定義:垃圾郵件是指眾所周知的垃圾郵件,火腿是指非垃圾郵件。

數據預處理 (Data Preprocessing)
As the dataset is relatively simple, not much preprocessing was needed. Spam messages were marked with a 1, while ham was marked with a 0.
由于數據集相對簡單,因此不需要太多預處理。 垃圾郵件標記為1,火腿標記為0。

探索性數據分析 (Exploratory Data Analysis)
Now, let’s look at the dataset in detail. Taking an average of the ‘target’ column, we find that that 13.409% of the messages were marked as spam.
現在,讓我們詳細看一下數據集。 取“目標”列的平均值,我們發現有13.409%的郵件被標記為垃圾郵件。
Further, maybe the message length has some correlation with the target outcome? Splitting the spam and ham messages into their individual dataframes, we further add on the number of characters of a message as a third column ‘len’.
此外,消息長度可能與目標結果有一些相關性嗎? 將垃圾郵件和火腿郵件拆分為各自的數據幀,然后在第三列“ len”中進一步添加郵件的字符數。

#creating two seperate dfs: 1 for spam and 1 for non spam messages only
df_s = df.loc[ df['target']==1]
df_ns = df.loc[ df['target']==0]df_s['len'] = [len(x) for x in df_s["text"]]
spamavg = df_s.len.mean()
print('df_s.head(5)')
print(df_s.head(5))print('\n\ndf_ns.head(5)')
df_ns['len'] = [len(x) for x in df_ns["text"]]
nonspamavg = df_ns.len.mean()
print(df_ns.head(5))
Further, taking the averages of messages lengths, we can find that spam and ham messages have average lengths of 139.12 and 71.55 characters respectively.
此外,以郵件長度的平均值為基礎,我們可以發現垃圾郵件和火腿郵件的平均長度分別為139.12和71.55個字符。
資料建模 (Data Modelling)
Now it’s time for the interesting stuff.
現在該是有趣的東西了。
火車測試拆分 (Train-test split)
We begin with creating a train-test split using the default sklearn split of a 75% train-test split.
我們首先使用默認的sklearn拆分(75%的火車測試拆分)創建火車測試拆分。
計數向量化器 (Count Vectorizer)
A count vectorizer will convert a collection of text documents to a sparse matrix of token counts.

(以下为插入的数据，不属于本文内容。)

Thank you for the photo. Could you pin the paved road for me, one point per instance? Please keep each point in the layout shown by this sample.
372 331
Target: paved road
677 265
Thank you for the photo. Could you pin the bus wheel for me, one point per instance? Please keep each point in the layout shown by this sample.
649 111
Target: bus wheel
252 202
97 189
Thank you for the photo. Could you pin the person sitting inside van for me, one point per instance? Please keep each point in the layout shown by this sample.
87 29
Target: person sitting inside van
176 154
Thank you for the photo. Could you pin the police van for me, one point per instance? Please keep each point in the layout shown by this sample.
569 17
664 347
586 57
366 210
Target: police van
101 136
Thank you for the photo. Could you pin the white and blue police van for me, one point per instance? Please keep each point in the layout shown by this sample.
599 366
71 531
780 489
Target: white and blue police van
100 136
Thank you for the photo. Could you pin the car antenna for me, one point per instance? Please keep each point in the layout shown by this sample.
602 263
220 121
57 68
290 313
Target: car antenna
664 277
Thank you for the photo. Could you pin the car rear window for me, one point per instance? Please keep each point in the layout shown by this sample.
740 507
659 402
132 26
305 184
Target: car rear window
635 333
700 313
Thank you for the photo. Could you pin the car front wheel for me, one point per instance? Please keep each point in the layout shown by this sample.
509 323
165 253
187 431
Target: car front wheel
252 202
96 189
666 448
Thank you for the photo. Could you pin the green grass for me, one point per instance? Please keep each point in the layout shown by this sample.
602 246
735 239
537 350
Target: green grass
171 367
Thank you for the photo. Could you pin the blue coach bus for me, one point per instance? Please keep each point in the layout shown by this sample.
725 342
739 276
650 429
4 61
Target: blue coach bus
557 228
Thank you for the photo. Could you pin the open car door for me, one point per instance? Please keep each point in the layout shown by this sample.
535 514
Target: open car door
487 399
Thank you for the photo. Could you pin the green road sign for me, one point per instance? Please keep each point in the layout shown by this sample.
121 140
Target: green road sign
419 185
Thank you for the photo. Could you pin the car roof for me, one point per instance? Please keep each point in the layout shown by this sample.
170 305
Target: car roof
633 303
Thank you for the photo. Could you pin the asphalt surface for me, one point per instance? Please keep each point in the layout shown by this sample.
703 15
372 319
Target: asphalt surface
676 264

This will be necessary for model fitting to be done.
計數矢量化器會將文本文檔的集合轉換為令牌計數的稀疏矩陣 。 這對于完成模型擬合是必要的。
We fit the CountVectorizer onto X_train, and then further transform it using the transform method.

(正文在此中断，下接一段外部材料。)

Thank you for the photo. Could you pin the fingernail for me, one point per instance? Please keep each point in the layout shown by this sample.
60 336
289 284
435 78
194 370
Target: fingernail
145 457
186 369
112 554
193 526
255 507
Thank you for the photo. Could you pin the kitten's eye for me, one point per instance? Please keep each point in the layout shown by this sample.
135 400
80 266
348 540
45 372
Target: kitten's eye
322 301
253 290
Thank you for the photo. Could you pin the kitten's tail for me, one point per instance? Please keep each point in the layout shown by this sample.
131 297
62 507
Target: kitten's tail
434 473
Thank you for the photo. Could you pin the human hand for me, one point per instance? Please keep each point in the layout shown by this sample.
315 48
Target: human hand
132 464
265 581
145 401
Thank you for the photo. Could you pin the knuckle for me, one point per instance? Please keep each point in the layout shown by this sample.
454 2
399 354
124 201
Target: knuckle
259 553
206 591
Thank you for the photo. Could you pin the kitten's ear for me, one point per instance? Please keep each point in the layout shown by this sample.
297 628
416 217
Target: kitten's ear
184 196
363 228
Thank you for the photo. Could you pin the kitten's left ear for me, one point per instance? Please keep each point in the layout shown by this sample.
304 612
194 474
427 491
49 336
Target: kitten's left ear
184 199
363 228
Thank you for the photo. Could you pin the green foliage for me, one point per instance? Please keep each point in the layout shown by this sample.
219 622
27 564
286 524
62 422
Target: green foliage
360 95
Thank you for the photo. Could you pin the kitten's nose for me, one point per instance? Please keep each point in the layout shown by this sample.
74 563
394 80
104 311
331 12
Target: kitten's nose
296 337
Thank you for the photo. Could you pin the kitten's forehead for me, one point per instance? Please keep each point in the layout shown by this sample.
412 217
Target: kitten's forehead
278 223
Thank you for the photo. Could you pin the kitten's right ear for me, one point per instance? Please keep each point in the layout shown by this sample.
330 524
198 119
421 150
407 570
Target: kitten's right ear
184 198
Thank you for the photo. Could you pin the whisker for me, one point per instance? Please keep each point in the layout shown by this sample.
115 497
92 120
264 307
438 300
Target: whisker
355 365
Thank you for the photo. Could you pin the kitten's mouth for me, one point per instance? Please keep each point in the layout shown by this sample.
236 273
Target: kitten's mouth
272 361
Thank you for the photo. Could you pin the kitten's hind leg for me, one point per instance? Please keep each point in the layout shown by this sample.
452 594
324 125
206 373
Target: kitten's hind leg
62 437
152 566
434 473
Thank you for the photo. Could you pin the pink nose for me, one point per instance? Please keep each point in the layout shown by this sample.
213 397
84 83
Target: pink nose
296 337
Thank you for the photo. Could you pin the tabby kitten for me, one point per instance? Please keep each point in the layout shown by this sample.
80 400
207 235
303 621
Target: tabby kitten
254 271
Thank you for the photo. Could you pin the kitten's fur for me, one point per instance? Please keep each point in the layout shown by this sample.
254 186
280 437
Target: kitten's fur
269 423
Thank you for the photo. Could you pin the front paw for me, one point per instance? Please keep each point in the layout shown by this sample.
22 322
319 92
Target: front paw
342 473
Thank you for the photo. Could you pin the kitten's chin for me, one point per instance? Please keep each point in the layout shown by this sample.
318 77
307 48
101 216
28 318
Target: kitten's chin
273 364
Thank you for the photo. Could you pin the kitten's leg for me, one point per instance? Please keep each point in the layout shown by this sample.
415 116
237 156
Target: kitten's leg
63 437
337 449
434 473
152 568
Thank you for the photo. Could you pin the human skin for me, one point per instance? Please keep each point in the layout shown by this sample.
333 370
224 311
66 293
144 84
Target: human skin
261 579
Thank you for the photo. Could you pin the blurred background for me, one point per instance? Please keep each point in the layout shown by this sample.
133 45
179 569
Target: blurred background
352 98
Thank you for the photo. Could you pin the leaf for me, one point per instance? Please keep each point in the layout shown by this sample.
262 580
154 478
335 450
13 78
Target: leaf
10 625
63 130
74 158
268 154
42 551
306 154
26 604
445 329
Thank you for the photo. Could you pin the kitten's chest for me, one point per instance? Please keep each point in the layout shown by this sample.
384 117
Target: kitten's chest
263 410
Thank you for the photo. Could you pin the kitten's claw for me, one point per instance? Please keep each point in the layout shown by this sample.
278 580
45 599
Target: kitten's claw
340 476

我們將CountVectorizer擬合到X_train上,然后使用transform方法對其進行進一步轉換。
#train test split
X_train, X_test, y_train, y_test = train_test_split(df['text'], df['target'], random_state=0)#fitting and transforming X_train using a Count Vectorizer with default parameters
vect = CountVectorizer().fit(X_train)
X_train_vectorized = vect.transform(X_train)#to look at the object types
print(vect)
print(X_train_vectorized)
MNNB模型擬合 (MNNB Model Fitting)
Let’s first try fitting a classic Multinomial Naive Bayes Classifier Model (MNNB), on X_train and Y_train.
首先讓我們嘗試經典 多項式樸素貝葉斯分類器模型 (MNNB),位于X_train和Y_train上。

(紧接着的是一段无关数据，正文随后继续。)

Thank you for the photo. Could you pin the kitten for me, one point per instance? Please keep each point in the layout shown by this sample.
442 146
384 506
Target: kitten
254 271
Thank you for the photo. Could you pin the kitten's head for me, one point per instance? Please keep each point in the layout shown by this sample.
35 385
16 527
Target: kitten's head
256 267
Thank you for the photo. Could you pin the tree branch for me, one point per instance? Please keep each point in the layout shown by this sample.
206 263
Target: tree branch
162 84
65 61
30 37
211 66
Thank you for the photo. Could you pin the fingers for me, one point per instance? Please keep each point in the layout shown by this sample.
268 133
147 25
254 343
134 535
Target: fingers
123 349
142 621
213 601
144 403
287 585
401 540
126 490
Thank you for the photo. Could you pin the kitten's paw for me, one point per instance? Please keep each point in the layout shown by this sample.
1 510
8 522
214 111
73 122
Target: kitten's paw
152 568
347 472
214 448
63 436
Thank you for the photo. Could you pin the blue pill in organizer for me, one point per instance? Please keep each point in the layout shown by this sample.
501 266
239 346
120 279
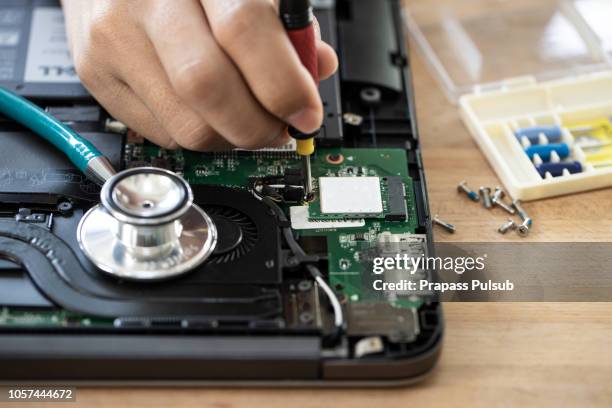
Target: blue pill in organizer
556 169
544 151
552 133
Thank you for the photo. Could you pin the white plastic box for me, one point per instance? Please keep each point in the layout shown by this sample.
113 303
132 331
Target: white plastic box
555 57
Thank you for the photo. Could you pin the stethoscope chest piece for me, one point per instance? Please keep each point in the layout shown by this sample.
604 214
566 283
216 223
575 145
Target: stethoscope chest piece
146 227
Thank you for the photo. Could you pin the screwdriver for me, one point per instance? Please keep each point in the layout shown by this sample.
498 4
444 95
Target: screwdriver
298 20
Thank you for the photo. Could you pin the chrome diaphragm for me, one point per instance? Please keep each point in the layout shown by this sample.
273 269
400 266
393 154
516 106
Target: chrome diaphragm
146 227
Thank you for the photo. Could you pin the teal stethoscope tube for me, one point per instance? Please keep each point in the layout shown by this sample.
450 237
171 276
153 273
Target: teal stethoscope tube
78 150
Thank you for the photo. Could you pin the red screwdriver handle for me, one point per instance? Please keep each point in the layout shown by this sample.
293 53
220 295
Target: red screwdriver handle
305 43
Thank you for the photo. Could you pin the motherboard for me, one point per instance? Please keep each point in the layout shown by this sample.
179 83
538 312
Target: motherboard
363 206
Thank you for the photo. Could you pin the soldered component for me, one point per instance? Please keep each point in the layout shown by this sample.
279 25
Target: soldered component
397 207
446 225
334 158
350 195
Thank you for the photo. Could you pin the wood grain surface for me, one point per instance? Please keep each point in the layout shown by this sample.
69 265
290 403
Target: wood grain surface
495 354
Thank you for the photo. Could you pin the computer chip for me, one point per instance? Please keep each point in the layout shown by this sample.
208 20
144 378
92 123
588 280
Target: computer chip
350 195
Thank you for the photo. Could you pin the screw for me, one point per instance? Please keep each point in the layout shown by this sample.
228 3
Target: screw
485 193
305 285
462 187
510 225
526 225
306 317
352 119
449 227
65 207
498 200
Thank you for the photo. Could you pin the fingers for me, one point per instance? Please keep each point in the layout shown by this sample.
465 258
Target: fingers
123 104
274 72
204 77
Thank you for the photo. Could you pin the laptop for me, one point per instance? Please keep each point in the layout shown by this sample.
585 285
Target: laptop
252 313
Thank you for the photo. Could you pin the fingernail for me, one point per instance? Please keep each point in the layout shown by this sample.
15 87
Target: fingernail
307 120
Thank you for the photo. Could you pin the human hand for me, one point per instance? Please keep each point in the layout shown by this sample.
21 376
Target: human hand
199 74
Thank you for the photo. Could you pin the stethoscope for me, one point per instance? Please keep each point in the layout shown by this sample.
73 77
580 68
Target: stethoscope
147 226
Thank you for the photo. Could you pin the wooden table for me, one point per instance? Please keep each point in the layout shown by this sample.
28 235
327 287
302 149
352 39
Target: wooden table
494 354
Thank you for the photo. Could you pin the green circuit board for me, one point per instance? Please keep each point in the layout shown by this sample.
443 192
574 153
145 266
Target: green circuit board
348 248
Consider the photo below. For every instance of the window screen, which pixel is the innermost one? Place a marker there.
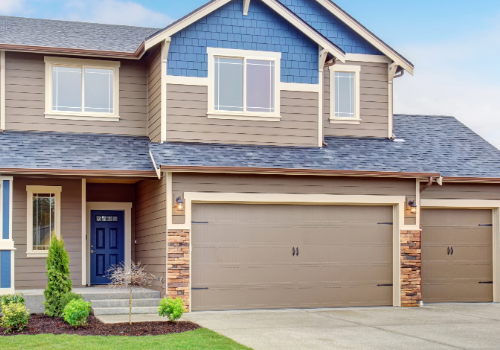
(260, 86)
(98, 90)
(67, 89)
(228, 84)
(344, 95)
(43, 220)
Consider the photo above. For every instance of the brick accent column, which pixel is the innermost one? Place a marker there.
(411, 264)
(178, 265)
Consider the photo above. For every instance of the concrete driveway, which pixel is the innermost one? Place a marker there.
(436, 326)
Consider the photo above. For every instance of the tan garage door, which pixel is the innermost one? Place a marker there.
(457, 255)
(281, 256)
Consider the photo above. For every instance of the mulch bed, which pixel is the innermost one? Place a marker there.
(41, 324)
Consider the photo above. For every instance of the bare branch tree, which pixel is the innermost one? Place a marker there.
(129, 276)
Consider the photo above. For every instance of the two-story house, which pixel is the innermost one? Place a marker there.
(248, 154)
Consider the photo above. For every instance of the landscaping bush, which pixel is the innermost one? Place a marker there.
(58, 282)
(15, 317)
(12, 298)
(76, 312)
(173, 308)
(68, 297)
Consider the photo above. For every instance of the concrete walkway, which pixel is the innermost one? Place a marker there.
(436, 326)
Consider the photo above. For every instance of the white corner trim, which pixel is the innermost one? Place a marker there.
(367, 58)
(301, 87)
(179, 80)
(84, 231)
(2, 90)
(165, 47)
(357, 92)
(126, 207)
(366, 34)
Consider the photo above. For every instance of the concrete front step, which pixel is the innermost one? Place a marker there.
(125, 310)
(105, 303)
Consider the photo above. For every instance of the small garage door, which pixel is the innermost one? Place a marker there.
(284, 256)
(457, 255)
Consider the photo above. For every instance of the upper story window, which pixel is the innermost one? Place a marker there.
(81, 89)
(243, 84)
(345, 94)
(44, 218)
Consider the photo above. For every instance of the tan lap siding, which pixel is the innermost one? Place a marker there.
(462, 191)
(150, 229)
(187, 120)
(31, 272)
(25, 99)
(154, 97)
(374, 103)
(190, 182)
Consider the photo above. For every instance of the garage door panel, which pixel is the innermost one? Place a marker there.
(456, 276)
(243, 255)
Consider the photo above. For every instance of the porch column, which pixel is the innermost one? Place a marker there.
(6, 240)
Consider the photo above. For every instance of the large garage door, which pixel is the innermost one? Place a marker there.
(457, 255)
(281, 256)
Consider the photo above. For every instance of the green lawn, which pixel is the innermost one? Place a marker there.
(201, 338)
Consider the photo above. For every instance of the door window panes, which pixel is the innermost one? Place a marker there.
(43, 220)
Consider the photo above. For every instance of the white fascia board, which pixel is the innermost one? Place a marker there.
(372, 39)
(273, 4)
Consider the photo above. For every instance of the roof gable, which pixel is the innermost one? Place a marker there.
(313, 13)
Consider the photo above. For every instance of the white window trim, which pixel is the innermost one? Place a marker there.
(357, 92)
(245, 54)
(56, 190)
(50, 62)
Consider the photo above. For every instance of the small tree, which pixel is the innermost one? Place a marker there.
(129, 276)
(58, 273)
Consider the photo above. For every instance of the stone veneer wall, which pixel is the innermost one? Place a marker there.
(411, 266)
(178, 265)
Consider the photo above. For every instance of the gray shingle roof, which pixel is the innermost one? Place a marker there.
(74, 35)
(43, 150)
(433, 144)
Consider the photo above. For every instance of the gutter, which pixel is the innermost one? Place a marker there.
(286, 171)
(81, 172)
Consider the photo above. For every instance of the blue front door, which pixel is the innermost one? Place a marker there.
(107, 246)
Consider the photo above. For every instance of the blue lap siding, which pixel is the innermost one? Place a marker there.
(262, 30)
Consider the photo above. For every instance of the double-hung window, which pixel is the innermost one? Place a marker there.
(81, 89)
(243, 84)
(345, 94)
(44, 218)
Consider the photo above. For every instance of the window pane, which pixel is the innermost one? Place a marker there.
(260, 86)
(43, 220)
(228, 84)
(344, 95)
(98, 90)
(67, 89)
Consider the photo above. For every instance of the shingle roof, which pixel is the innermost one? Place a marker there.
(74, 35)
(432, 144)
(43, 150)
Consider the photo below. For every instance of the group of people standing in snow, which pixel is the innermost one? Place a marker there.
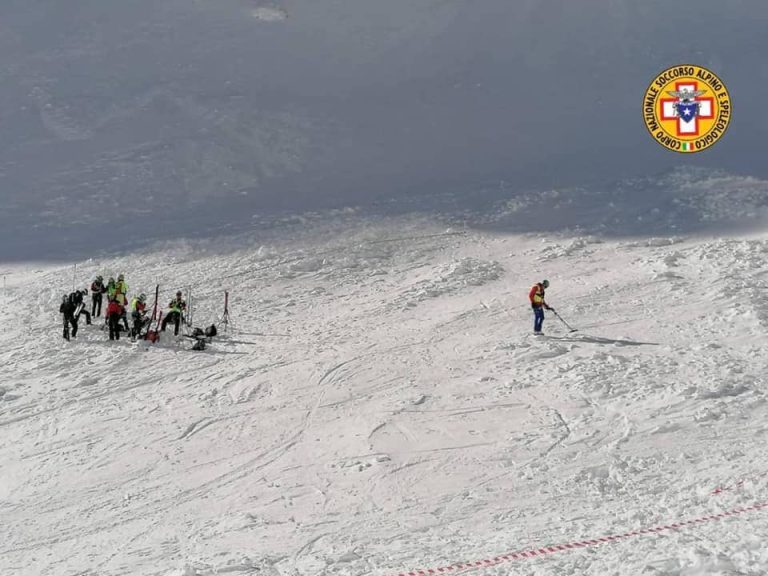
(73, 306)
(118, 306)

A Naive Bayes model assumes that each of the features it uses are conditionally independent of one another given some class. In practice Naive Bayes models have performed surprisingly well, even on complex tasks where it is clear that the strong independence assumptions are false.
一個樸素的貝葉斯模型假設它使用的每個功能在給定類的條件下彼此獨立 。 實際上,樸素貝葉斯模型的表現令人驚訝地出色,即使在很顯然獨立性強的假設是錯誤的復雜任務上也是如此。
MNNB模型評估 (MNNB Model Evaluation)
In evaluating the model’s performance, we can generate some predictions then look at the confusion matrix and AUC-ROC score to evaluate performance on the test dataset.
在評估模型的性能時,我們可以生成一些預測,然后查看混淆矩陣和AUC-ROC分數以評估測試數據集的性能。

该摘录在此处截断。